The following proposal and supporting statement were submitted by a stockholder, the name and stockholdings of which will be furnished promptly to any stockholder upon written or oral request to the Company’s Secretary at the Company’s executive offices, with the intention of presenting it for vote at the Annual Meeting:

STOCKHOLDER PROPOSAL

RESOLVED: Shareholders request that our Board take steps to adopt a plan for all of our company’s outstanding stock to have one-vote per share. This would include all practicable steps including encouragement and negotiation with family shareholders to request that they relinquish, for the common good of all shareholders, any preexisting rights, if necessary.

This proposal is not intended to unnecessarily limit our Board’s judgment in crafting the requested change in accordance with applicable laws and existing contracts. This proposal is important because each share of Class B stock has 10-times the voting power as Class A stock.

The danger of giving disproportionate power to insiders is illustrated by Adelphia Communications. Adelphia’s dual-class voting stock gave the Rigas family control and contributed to Adelphia’s participation in “one of the most extensive financial frauds ever to take place at a public company.” See Securities and Exchange Commission Litigation Release No.17627 (July 24, 2002).
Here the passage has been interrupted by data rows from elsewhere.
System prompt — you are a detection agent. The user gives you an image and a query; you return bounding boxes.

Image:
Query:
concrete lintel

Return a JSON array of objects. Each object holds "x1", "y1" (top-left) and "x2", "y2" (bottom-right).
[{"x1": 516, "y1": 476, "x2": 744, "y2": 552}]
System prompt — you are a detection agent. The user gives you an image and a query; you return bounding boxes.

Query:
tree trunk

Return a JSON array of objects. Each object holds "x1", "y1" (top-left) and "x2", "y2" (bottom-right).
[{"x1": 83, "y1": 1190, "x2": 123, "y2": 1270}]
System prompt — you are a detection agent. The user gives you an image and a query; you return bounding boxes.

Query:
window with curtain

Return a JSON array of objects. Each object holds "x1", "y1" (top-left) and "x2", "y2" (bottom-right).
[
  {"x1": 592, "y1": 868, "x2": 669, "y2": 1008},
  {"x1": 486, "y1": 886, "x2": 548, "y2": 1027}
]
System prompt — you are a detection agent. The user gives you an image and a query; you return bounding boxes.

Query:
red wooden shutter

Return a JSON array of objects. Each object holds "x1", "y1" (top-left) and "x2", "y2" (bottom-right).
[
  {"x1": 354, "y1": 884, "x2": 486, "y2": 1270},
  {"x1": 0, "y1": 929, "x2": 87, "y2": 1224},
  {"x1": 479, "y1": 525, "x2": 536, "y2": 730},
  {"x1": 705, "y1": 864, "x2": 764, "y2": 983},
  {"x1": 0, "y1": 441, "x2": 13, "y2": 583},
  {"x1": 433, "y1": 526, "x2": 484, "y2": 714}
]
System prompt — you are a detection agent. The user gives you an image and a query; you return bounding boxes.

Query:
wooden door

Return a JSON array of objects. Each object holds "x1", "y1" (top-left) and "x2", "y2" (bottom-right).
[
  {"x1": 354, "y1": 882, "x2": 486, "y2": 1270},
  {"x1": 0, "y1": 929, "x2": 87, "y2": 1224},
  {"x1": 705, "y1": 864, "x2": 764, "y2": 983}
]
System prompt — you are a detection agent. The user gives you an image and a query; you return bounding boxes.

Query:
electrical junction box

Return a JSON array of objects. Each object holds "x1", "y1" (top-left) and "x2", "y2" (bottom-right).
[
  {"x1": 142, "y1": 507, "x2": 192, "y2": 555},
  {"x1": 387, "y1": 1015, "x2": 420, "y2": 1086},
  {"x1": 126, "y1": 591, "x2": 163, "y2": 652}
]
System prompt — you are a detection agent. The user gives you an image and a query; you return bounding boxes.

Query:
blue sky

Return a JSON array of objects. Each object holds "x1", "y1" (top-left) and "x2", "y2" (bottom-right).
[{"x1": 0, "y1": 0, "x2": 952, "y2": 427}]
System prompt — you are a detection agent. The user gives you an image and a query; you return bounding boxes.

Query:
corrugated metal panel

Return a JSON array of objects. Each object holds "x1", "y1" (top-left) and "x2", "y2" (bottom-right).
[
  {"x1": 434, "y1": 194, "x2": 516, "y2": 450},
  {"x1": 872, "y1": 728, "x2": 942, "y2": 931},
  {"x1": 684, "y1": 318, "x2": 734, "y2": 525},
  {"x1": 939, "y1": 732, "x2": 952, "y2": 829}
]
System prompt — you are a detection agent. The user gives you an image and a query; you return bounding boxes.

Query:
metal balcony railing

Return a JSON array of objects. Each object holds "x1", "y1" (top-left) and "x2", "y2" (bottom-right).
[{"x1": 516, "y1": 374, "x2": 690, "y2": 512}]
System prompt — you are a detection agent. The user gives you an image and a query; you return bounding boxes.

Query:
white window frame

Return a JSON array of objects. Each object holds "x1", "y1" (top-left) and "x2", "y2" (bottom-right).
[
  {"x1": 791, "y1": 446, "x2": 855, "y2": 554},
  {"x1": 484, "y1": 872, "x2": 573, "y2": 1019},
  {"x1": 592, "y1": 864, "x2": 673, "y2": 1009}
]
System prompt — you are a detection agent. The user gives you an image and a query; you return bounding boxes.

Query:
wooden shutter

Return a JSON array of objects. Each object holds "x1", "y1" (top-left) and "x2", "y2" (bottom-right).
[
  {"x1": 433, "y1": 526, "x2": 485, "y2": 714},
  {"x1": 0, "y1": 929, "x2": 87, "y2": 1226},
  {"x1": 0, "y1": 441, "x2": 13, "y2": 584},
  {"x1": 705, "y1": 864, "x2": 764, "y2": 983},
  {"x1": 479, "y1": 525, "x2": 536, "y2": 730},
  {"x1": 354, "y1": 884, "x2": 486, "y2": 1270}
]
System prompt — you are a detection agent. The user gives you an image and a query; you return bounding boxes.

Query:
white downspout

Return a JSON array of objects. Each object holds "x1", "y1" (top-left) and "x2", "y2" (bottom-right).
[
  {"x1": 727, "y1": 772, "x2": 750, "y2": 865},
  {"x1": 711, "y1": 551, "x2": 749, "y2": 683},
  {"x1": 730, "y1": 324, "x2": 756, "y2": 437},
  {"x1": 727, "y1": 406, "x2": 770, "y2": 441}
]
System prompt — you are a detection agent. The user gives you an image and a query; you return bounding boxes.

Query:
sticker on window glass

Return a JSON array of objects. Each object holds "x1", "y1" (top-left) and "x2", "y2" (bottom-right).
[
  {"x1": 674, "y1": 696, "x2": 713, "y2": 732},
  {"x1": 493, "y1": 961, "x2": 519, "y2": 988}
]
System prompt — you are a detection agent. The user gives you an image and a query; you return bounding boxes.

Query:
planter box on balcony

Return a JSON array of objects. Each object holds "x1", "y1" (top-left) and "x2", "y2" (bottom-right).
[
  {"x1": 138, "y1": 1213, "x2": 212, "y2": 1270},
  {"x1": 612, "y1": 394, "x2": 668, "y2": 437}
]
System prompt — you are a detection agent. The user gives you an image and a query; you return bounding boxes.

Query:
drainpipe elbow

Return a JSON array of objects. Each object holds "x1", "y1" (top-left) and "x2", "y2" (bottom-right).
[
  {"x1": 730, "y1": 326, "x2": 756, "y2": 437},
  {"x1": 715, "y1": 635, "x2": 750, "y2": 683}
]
The SEC alleged that Adelphia fraudulently excluded more than $2 billion in bank debt from its financial statements and concealed “rampant self-dealing by the Rigas Family.” Meanwhile, the price of Aldephia stock collapsed from $20 to 79¢ in two-years.

With Class B stock having 10-times more voting power our company takes our public shareholder money but does not let us have an equal voice in our company’s management. Without a voice, shareholders cannot hold management accountable.

For 2009 our company unilaterally rewrote Kenneth Steiner’s shareholder proposal by removing detailed information and by reducing the number of words by 40%.

The merit of this Equal Shareholder Voting proposal should also be considered in the context of the need for improvement in our company’s 2010 reported corporate governance status:

The Corporate Library http://www.thecorporatelibrary.com, an independent investment research firm, rated our company “Very High Concern” in takeover defenses.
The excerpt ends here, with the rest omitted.